Ich finde diese CD ganz schön und kann sie mir auch als Buch sehr schön vorstellen, wenn man sie dem Kind selbst vorliest. Doch so gut sie auch funktioniert, was nicht funktioniert ist, dass das Kind sie jeden Abend hören will. Denn es ist eben keine spannende Geschichte. Ich würde ihm die Geschichte nie aufzwingen oder versuchen, es dahin zu manipulieren, dass es diese CD hören will. Und wenn ein Kind ins Bett muss, ist es doch meist noch so wach, dass es eine interessante Geschichte hören will. Zu nervenaufreibend sollten die Geschichten generell nicht sein. Aber eine Geschichte, in der fast nichts passiert, ist eben nicht immer die erste Wahl. Ich denke sie richtet sich vor allem an Kinder (frühestens ab 4 Jahren), die nur schwer zur Ruhe kommen. Und auch dann sollte sie ehrlicherweise als Entspannungsmethode eingesetzt werden, die man irgendwann nicht mehr braucht, anstatt als Gute-Nacht-Geschichte.

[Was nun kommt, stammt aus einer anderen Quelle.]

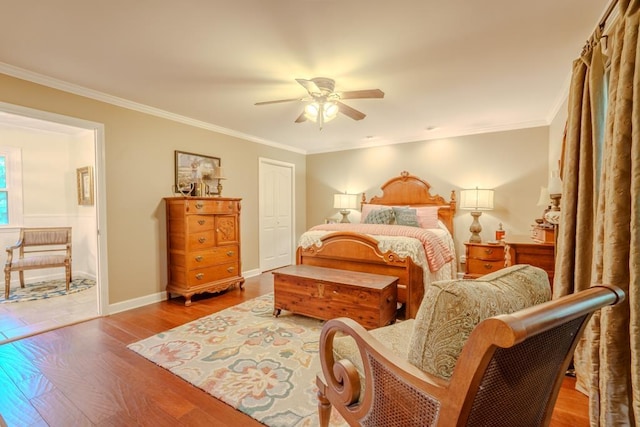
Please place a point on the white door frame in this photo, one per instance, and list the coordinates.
(262, 161)
(100, 196)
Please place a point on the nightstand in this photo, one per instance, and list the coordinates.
(483, 258)
(527, 252)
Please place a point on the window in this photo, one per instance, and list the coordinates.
(10, 187)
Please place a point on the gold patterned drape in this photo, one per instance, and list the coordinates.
(599, 239)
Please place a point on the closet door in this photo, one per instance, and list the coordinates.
(276, 214)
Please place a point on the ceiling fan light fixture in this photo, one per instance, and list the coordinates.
(311, 111)
(321, 112)
(330, 111)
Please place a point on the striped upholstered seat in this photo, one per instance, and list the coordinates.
(45, 247)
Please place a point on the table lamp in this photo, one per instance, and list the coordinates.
(476, 200)
(344, 202)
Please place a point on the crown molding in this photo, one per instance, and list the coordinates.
(135, 106)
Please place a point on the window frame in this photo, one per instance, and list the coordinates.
(13, 170)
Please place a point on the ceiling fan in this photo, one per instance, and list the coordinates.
(324, 104)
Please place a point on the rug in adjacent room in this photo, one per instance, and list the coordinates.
(260, 365)
(46, 289)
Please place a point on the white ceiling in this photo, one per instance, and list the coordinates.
(461, 67)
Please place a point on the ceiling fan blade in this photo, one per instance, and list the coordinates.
(310, 86)
(359, 94)
(351, 112)
(301, 118)
(279, 101)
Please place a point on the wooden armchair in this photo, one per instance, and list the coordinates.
(508, 372)
(38, 248)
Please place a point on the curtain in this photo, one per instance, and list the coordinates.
(599, 238)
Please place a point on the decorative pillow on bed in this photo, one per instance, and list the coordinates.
(406, 216)
(428, 216)
(367, 208)
(379, 216)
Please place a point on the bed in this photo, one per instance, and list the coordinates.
(361, 247)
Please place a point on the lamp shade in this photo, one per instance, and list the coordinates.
(543, 200)
(555, 184)
(345, 201)
(218, 173)
(476, 199)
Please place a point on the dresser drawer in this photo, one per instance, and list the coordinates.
(212, 207)
(210, 274)
(200, 241)
(198, 223)
(215, 256)
(478, 266)
(489, 253)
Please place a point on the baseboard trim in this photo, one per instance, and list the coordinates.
(153, 298)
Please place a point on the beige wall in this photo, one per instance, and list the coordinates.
(139, 160)
(514, 163)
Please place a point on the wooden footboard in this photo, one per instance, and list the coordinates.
(357, 252)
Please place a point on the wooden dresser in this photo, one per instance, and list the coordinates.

Ich denke auch hier bleibt es das Wichtigste, dass wir selbst als Eltern erst mal entspannen (lernen) und ruhig an die Sache rangehen. Denn nur dann können wir auch unserem Kind helfen, zu entspannen.

Wie sind eure Erfahrungen? Habt ihr eine gut funktionierende Abendroutine entwickelt?